Although studies of the tumour microenvironment have often focused on the interactions between immune and cancer cells, interactions between subtypes of tumour cells matter, too. With barcoding tools such as EpicTags, it’s possible to go from observing spatial patterns to modifying them, says Xavier Rovira-Clavé, a cancer researcher at Stanford and joint first author of the work with Drainas. “We’re trying to infer causation and function from these patterns.”
Jean Berthelet, a postdoctoral researcher at the Olivia Newton-John Cancer Research Institute in Heidelberg, Australia, is also probing the spatial organization of cancer. Working in the lab of researcher Delphine Merino, Berthelet developed an optical barcoding strategy called LeGO that relies on fluorescence to visualize and capture clones of tumours that have spread. Berthelet and his colleagues used a lentiviral vector carrying the sequences for different fluorescent proteins to barcode a patient-derived breast-cancer cell line so that each barcoded cell received either one or two proteins in different combinations, producing 31 unique colours6.
When the barcode was injected into mice, the researchers could see how different clones spread (or metastasized) and grew in different tissues. “The first thing we spotted was this striking difference between lung and liver metastases — the lung metastases each contained more colours than in the liver,” Merino says.
That difference hinted at varying trajectories of tumour growth in each tissue. When the researchers isolated the different clones, they discovered that cells that colonized lung tissue consistently activated a genetic pathway that spurred metastasis, but did not maintain it. Unlike the cells in Obenauf’s study, which had acquired drug resistance through mutation, these cells had changed their gene-expression patterns in a reversible manner.
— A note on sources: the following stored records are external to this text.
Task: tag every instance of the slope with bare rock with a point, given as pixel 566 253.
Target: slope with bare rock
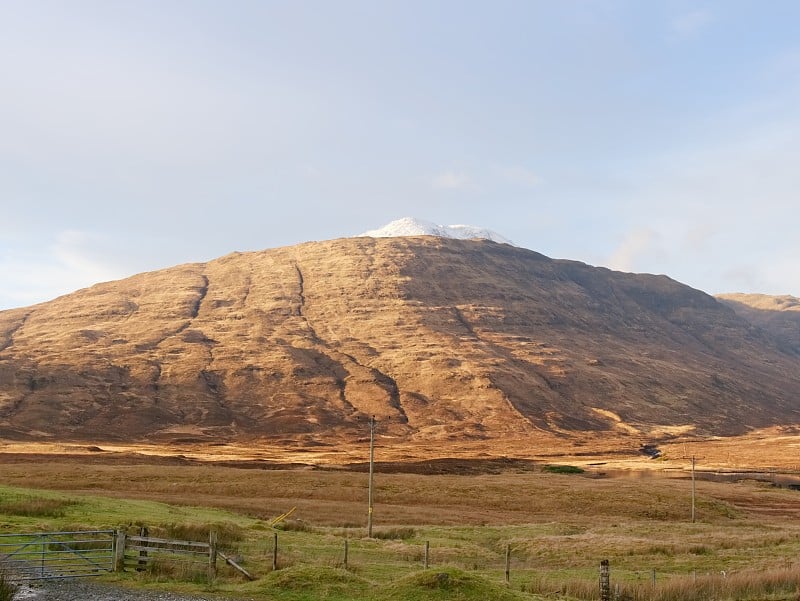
pixel 438 338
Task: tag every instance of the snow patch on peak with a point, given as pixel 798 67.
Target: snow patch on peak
pixel 410 226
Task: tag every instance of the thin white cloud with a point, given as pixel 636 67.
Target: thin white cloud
pixel 690 24
pixel 519 175
pixel 67 264
pixel 451 180
pixel 637 242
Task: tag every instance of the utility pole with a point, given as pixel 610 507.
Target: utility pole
pixel 372 472
pixel 693 488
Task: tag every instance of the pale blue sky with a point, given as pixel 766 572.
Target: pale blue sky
pixel 647 136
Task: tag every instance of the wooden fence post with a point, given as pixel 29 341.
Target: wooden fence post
pixel 119 551
pixel 212 555
pixel 143 532
pixel 605 581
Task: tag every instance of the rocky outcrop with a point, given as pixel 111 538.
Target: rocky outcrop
pixel 440 339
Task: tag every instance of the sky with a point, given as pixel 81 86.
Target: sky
pixel 652 137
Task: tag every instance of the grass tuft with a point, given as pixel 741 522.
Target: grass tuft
pixel 35 507
pixel 562 469
pixel 8 588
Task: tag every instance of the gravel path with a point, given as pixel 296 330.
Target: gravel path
pixel 83 590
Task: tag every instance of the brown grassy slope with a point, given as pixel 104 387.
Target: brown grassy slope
pixel 779 316
pixel 440 339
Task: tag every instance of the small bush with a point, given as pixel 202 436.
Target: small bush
pixel 227 533
pixel 294 526
pixel 167 568
pixel 399 533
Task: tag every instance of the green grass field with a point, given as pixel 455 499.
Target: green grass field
pixel 557 527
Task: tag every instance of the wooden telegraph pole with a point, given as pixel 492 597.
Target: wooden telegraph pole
pixel 371 472
pixel 693 488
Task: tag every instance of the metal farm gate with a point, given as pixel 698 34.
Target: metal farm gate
pixel 46 555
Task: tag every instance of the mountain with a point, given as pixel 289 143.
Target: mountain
pixel 778 316
pixel 439 338
pixel 410 226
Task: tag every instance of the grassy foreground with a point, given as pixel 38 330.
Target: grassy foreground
pixel 556 527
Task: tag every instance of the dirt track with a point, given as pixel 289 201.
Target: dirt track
pixel 83 590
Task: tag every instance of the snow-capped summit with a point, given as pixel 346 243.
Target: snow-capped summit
pixel 410 226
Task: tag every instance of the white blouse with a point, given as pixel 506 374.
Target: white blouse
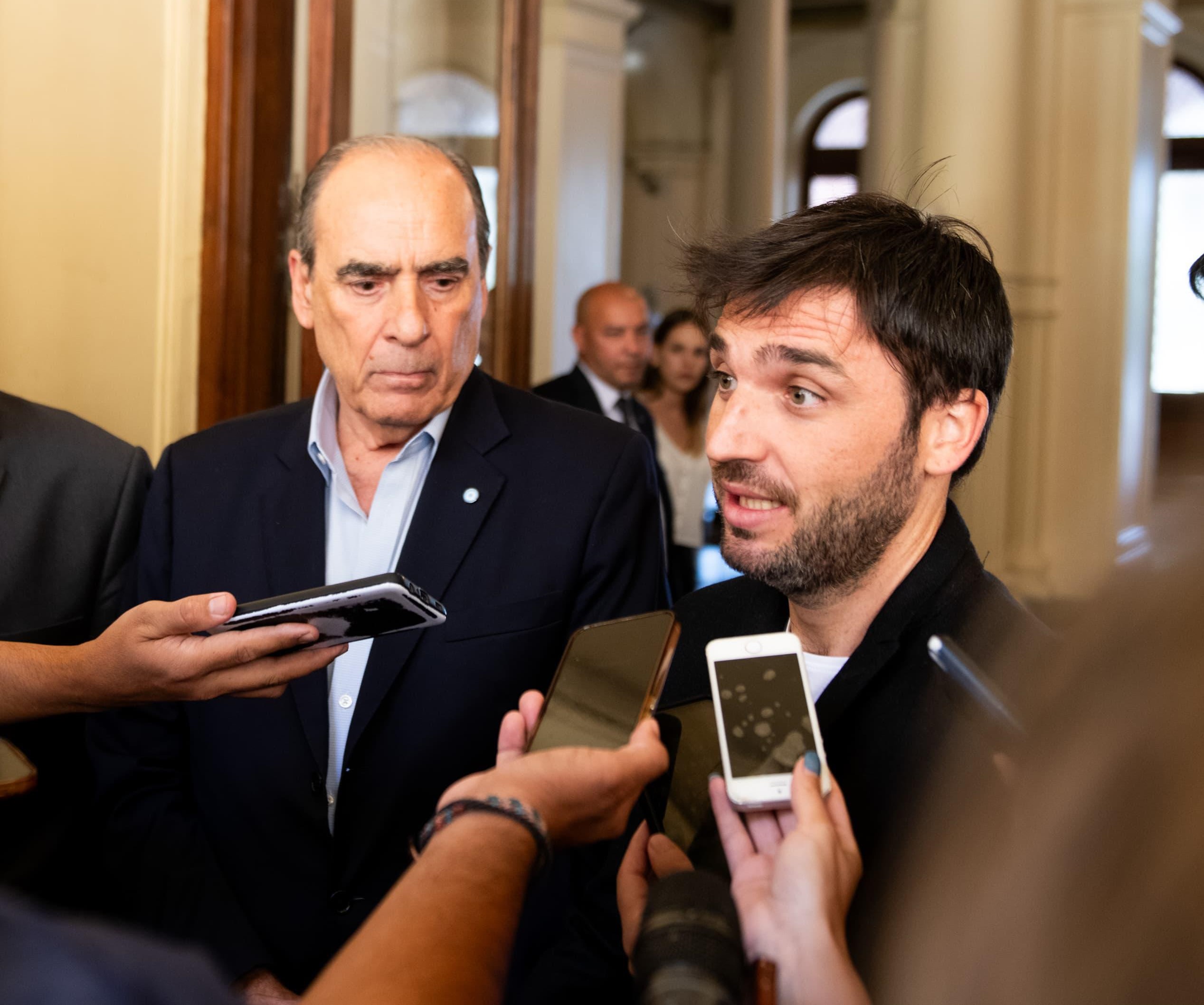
pixel 688 476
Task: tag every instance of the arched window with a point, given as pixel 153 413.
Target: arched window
pixel 1178 362
pixel 832 150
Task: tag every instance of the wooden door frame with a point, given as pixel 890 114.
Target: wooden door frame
pixel 247 208
pixel 509 354
pixel 328 120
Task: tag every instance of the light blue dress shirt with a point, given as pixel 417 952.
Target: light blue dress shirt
pixel 360 545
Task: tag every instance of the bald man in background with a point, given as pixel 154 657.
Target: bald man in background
pixel 615 346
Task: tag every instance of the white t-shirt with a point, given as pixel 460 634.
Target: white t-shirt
pixel 822 670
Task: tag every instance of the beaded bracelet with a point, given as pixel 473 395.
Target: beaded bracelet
pixel 513 809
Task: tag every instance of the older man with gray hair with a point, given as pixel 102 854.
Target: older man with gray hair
pixel 270 831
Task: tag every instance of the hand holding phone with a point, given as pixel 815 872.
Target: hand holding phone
pixel 608 681
pixel 765 716
pixel 346 613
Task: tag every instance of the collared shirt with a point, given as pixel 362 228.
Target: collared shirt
pixel 360 545
pixel 609 398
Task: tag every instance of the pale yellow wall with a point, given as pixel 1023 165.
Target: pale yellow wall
pixel 102 167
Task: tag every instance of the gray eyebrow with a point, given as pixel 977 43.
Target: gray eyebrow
pixel 366 270
pixel 448 267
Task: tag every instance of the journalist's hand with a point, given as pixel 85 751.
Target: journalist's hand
pixel 518 727
pixel 794 875
pixel 648 858
pixel 151 655
pixel 584 794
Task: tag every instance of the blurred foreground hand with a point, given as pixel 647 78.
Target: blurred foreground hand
pixel 151 653
pixel 794 875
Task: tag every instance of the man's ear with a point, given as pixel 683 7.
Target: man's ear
pixel 299 278
pixel 949 432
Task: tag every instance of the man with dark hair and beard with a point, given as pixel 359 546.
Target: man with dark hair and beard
pixel 860 352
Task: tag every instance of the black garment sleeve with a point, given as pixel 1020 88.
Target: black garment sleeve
pixel 117 588
pixel 624 569
pixel 161 866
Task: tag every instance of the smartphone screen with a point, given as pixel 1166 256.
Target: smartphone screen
pixel 17 774
pixel 604 682
pixel 765 714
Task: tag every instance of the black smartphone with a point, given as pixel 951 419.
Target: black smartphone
pixel 608 680
pixel 346 613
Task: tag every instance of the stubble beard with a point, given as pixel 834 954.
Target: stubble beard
pixel 834 550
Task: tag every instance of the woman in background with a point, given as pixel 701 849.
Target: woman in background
pixel 676 394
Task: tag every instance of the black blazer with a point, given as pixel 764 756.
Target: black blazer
pixel 884 718
pixel 71 502
pixel 573 388
pixel 888 714
pixel 217 811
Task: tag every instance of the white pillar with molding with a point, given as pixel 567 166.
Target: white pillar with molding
pixel 757 179
pixel 578 167
pixel 1050 114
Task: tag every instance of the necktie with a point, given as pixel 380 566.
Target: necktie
pixel 628 406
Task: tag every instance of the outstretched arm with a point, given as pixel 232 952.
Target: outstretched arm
pixel 151 655
pixel 445 932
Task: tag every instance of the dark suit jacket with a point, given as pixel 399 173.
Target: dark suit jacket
pixel 888 714
pixel 70 507
pixel 573 388
pixel 217 811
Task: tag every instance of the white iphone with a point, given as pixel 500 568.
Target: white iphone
pixel 765 716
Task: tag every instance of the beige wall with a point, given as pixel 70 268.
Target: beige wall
pixel 678 129
pixel 102 160
pixel 1050 114
pixel 674 147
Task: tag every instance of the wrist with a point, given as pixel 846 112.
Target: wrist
pixel 818 970
pixel 496 831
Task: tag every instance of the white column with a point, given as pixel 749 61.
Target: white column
pixel 757 179
pixel 578 167
pixel 972 92
pixel 1103 147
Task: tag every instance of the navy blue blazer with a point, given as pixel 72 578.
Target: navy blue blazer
pixel 216 813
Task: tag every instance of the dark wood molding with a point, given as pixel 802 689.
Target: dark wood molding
pixel 507 354
pixel 247 136
pixel 328 118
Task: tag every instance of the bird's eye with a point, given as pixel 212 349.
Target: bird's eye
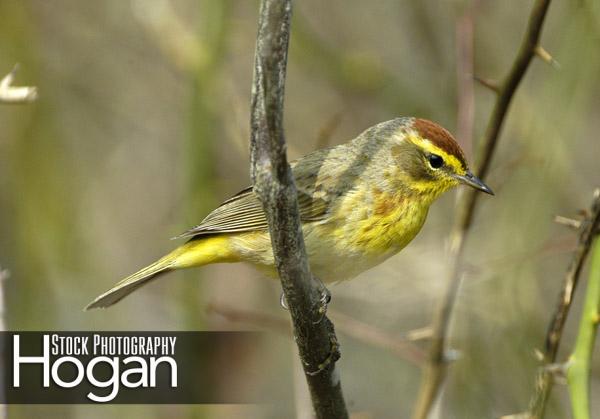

“It’s a very big difference in the biology of metastasis between two organs by the exact same cells,” Merino says. “Without barcoding, we might conclude that the cells that migrate to each tissue are different and thus behave differently, but it’s actually the same cells behaving differently.”
Whatever the strategy, using barcodes in cancer studies requires careful planning. Researchers need to consider how many unique barcodes are needed to capture the expected populations, Merino says. With optical barcodes, for instance, “it helps to think about the ratio of cells and colours when setting up experiments, so two different cells don’t receive the same colours”, she says. With genetic barcodes, the aim is for balance: they must be long enough to generate distinct identifiers, but not so long as to make sequencing prohibitive, Brock says.
Start with a smaller library of colours so you can spot meaningful signals in the data, Merino suggests. Although there is no accepted rule of thumb, the minimum is typically three colours (red, green and blue), and the maximum that her team has used so far, in vitro, is six.
However unique the barcodes are, be aware that the ability to recover rare cells — although vastly improved by molecular barcoding strategies — is limited by other tools, especially flow cytometry. “If your endpoint is trying to capture a rare cell alive, sorting is always going to be the challenging step,” says Brock. “The barcode is specific enough, but the physical step of pulling it out in flow cytometry is hard.”
Still, the experimental versatility of molecular barcodes makes them worthy tools, she says. “You can get all this additional information from experiments you’re already doing,” Brock says. “I tell people that everyone should be barcoding their cells.”